Three Point Turn

I took drivers’ ed when I was a high school sophomore. The man who taught the class was a pervert. I didn’t know at the time that he was a pervert because I went to a Catholic school and we didn’t have sex education where you may or may not learn to spot a pervert. I simply remember that I, along with three other students, was in the car with him, and I was driving. He spotted a sign along the side of the road that said Soft Shoulders, and he looked at the sign and said to the four girls in the car, “Hey, hey, hey, sooooft shooooulders,” while leeringly looking at us.

I am thankful to tell you that he was NOT a member of my school’s faculty; instead, he was contracted to teach the class. Had I been as enlightened then as I am now, I would have tattled about him to our principal. But, see above, my 15-year-old self didn’t know that men shouldn’t say those kinds of things to teenaged girls.

At any rate, perhaps because he was too busy being a pervert, he apparently never taught me how to make the three-point turn. That fact hasn’t been too detrimental to my life. As it happens, the three-point turn is pretty instinctual. I will admit, however, that I have never used the three-point turn as often as I have in the last week while using my knee scooter in our very small AZ home.

I’m beginning to get accustomed to that little devil, relying on it to get me everywhere, including the little WC in which our toilet sits. I back up so often that it occurs to me that I could use one of those back-up alerts, though it’s true that I have run over my own foot much more often than I have run into Bill.

I can put no weight on my left foot. None whatsoever.
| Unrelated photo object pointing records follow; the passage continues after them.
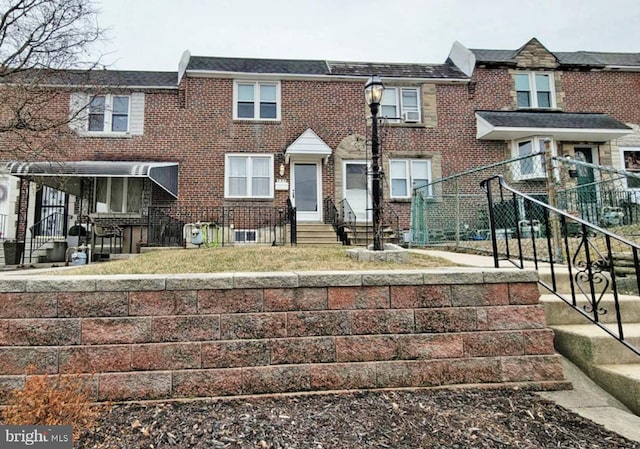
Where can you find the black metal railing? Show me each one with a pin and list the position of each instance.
(333, 217)
(292, 220)
(45, 230)
(596, 263)
(348, 217)
(217, 226)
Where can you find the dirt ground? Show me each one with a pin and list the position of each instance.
(504, 418)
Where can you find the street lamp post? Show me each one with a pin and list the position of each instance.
(373, 91)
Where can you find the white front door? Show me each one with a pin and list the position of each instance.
(306, 190)
(356, 193)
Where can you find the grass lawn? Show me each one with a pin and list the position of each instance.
(254, 258)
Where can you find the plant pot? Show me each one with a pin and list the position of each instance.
(13, 252)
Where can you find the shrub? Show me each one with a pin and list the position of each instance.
(53, 400)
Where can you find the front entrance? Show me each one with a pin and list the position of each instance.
(306, 189)
(587, 192)
(356, 190)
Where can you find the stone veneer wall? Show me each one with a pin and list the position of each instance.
(185, 336)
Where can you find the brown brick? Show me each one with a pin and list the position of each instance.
(134, 386)
(116, 330)
(28, 305)
(396, 321)
(305, 324)
(524, 293)
(479, 295)
(491, 344)
(93, 304)
(253, 325)
(8, 384)
(230, 301)
(431, 346)
(42, 332)
(420, 296)
(365, 348)
(276, 379)
(207, 383)
(343, 376)
(538, 342)
(18, 360)
(532, 368)
(516, 317)
(290, 299)
(303, 350)
(450, 319)
(472, 371)
(344, 298)
(95, 359)
(165, 356)
(185, 328)
(168, 302)
(236, 353)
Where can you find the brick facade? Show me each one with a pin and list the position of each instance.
(163, 337)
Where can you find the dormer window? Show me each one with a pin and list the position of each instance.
(535, 90)
(401, 104)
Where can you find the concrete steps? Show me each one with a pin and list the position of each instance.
(316, 234)
(608, 362)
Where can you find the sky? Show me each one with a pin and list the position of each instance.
(153, 34)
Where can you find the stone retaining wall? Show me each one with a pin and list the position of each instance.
(185, 336)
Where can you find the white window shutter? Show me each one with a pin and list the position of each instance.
(136, 124)
(78, 111)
Perhaps if I had exercised more than my crochet fingers the past six months, my right leg would happily take on the task of supporting all of my weight. As it happens, my right leg is not a bit happy to be given that task. Nor is my right hip. My feet will be perfect, but my hip pain will confine me to a wheelchair.
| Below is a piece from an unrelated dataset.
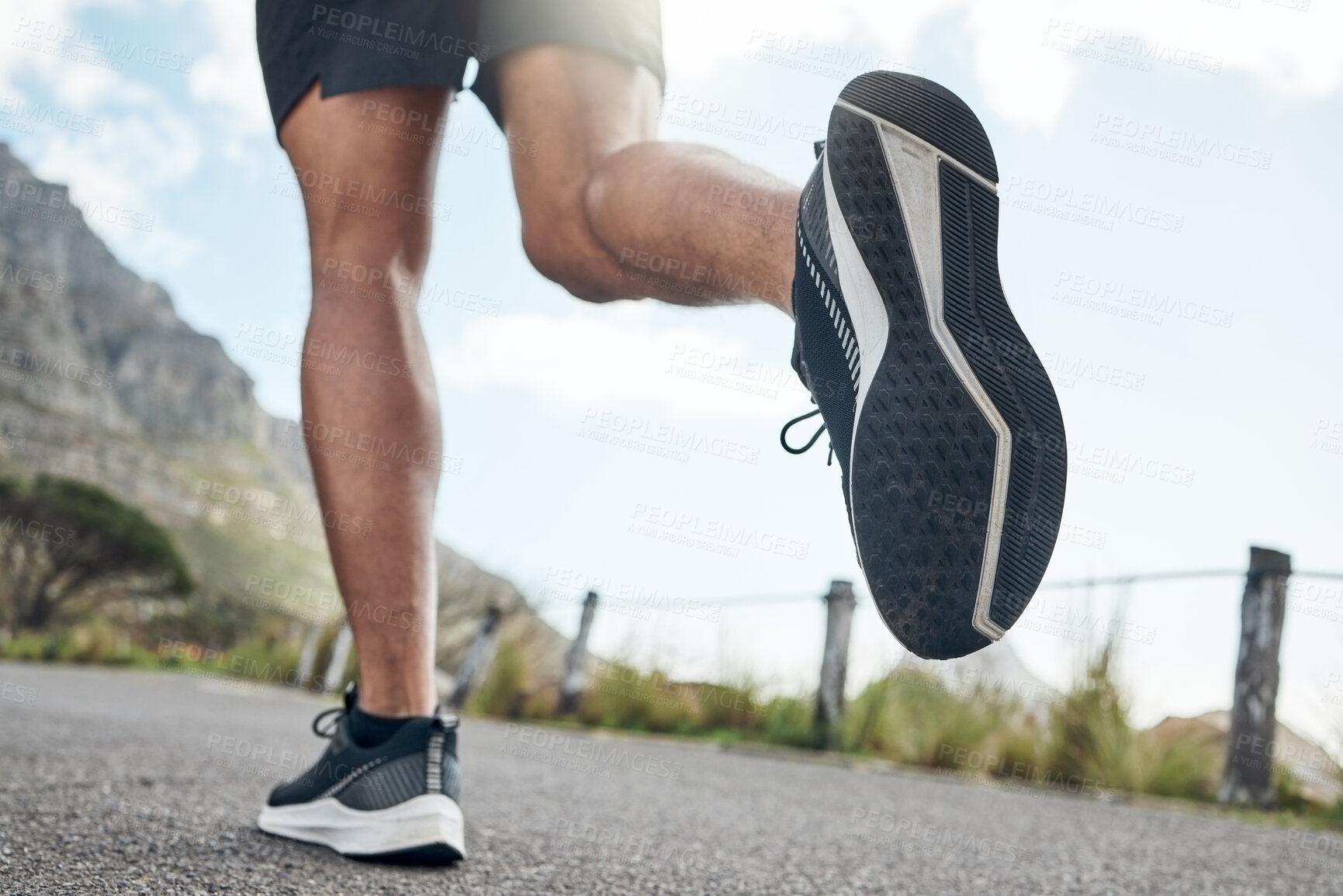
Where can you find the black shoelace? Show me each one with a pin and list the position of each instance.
(784, 435)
The biggest adjustment I have had to make is mental. Nothing happens quickly. If I forget my coffee cup in the kitchen, I have to use my foot to drag the scooter close enough for me to hurdle myself onto the apparatus, do the aforementioned three-point turn, and scoot into the kitchen. I then place the coffee cup onto the counter that divides the kitchen from the living area, and do another three point turn in order to return to the living room. I back up my scooter just so, put on the brakes, and hurdled myself back into the chair. Oh no! I left my coffee cup on the counter.

And so on.

As I suspected, the scooter is becoming more familiar to me, and therefore easier to use. Jen’s grands Austin and Lilly came for a visit last week, and they couldn’t even begin to imagine why I didn’t think the scooter was anything but fun. Austin took to racing around the house, in the exact way that Bill did the first day I had the scooter. Bill, however, crashed and burned while Austin raced it perfectly. That proves my theory that men never grow up, they only grow old.